Caroline Watson's family is a good example of how cutbacks in Medicaid can boomerang and ultimately boost costs to taxpayers.
Watson is a single mother with two sons. One of them, eight-year-old Alex, is confined to a wheelchair. He is unable to talk, unable to care for his basic needs and cannot be left alone. Even the doctors still do not fully understand his chronic health problems.
Through the Medicaid waiver program, Watson is able to have a home health aide come several days a week and care for Alex, allowing her to work full-time and provide for most of her children's needs.
"As a single parent, there would be no possible way to do this without an aide," Watson says. "For us, this is not optional. It's allowed me to go back to work. Taking care of Alex is a lifetime job, and Medicaid has been a lifesaver for me."

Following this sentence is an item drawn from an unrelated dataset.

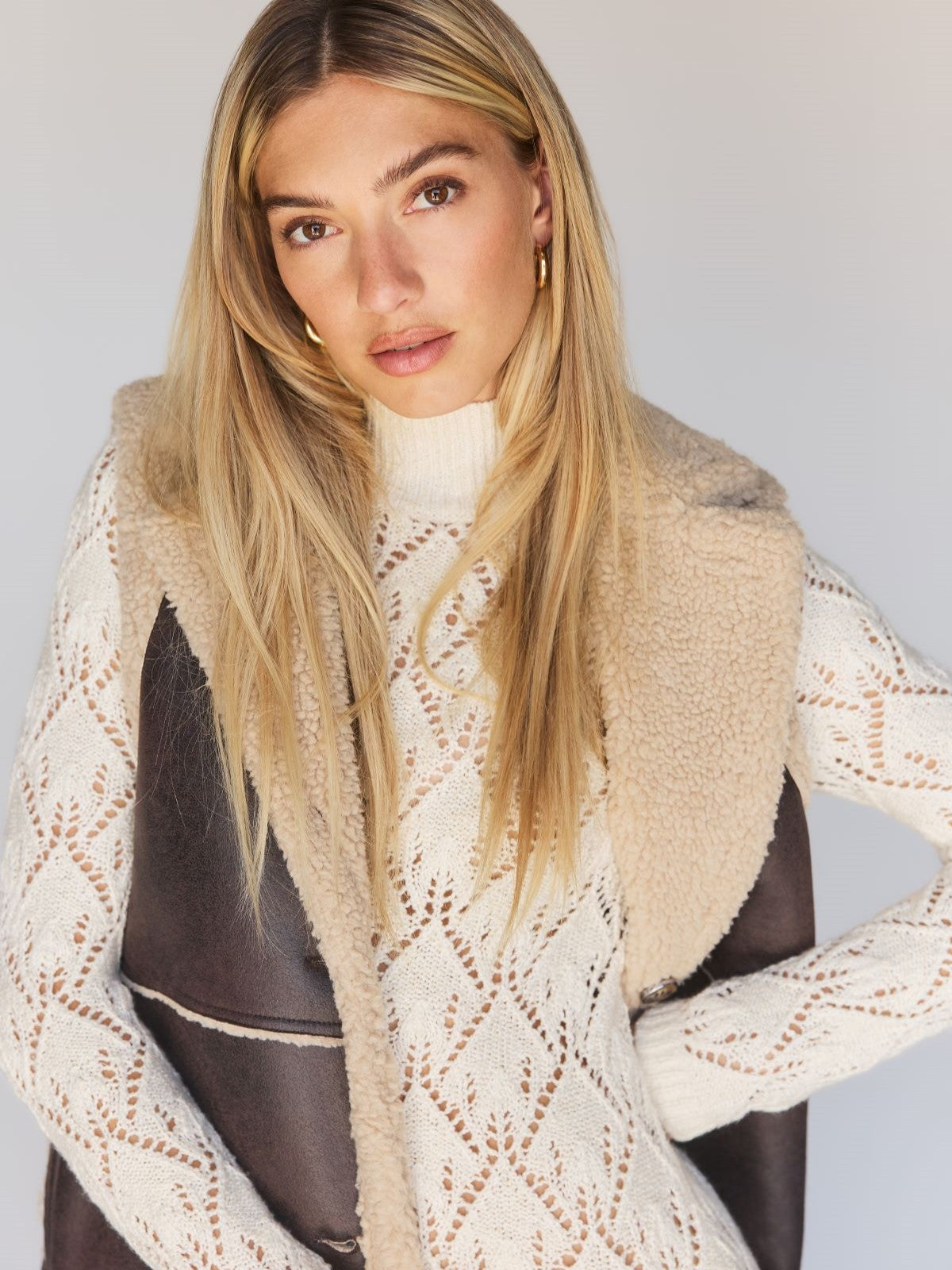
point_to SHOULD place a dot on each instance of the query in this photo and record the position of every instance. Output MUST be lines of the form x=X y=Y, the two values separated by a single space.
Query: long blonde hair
x=257 y=438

With her earnings, she is able to pay $10,000 a year for private medical insurance that covers many of Alex's expenses, but not the home aide. She estimates that Alex has had $750,000 in medical expenses in his short life, and most of that was paid by private health insurance because she was working.
In the past two years, the bill for Watson's private health plan has gone up by 50 percent. She has no choice but to pay it, because any other insurer would refuse to cover her son.
"If I canceled that policy, I couldn't get insurance for him," Watson says.
If the family lost the Medicaid waiver that pays for a home aide and Watson had to quit working and go on welfare, the government would have to pay for Alex's health care.
"It behooves the government to keep me employed," notes Watson.
It's likely the state would wind up spending more money in the long term if it cut the Medicaid waiver programs. "That's basically the rationale for all the waiver programs," Reinertson says. "If you can get the kind of services you need at home, it will probably cost less. The parents in those waiver programs will tell you it allows them to work. The logic is if people can keep working, it will save the state money."
If overwhelmed parents simply give up and deliver their children to institutions, the state will have no choice but to fund their care.
That also ignores the heartbreak of parents who desperately want to keep their families together.
"It would be unbelievably horrible if Alex was taken away," says Watson. "It would be heart-wrenching. Whenever possible, children should be able to grow up with their families."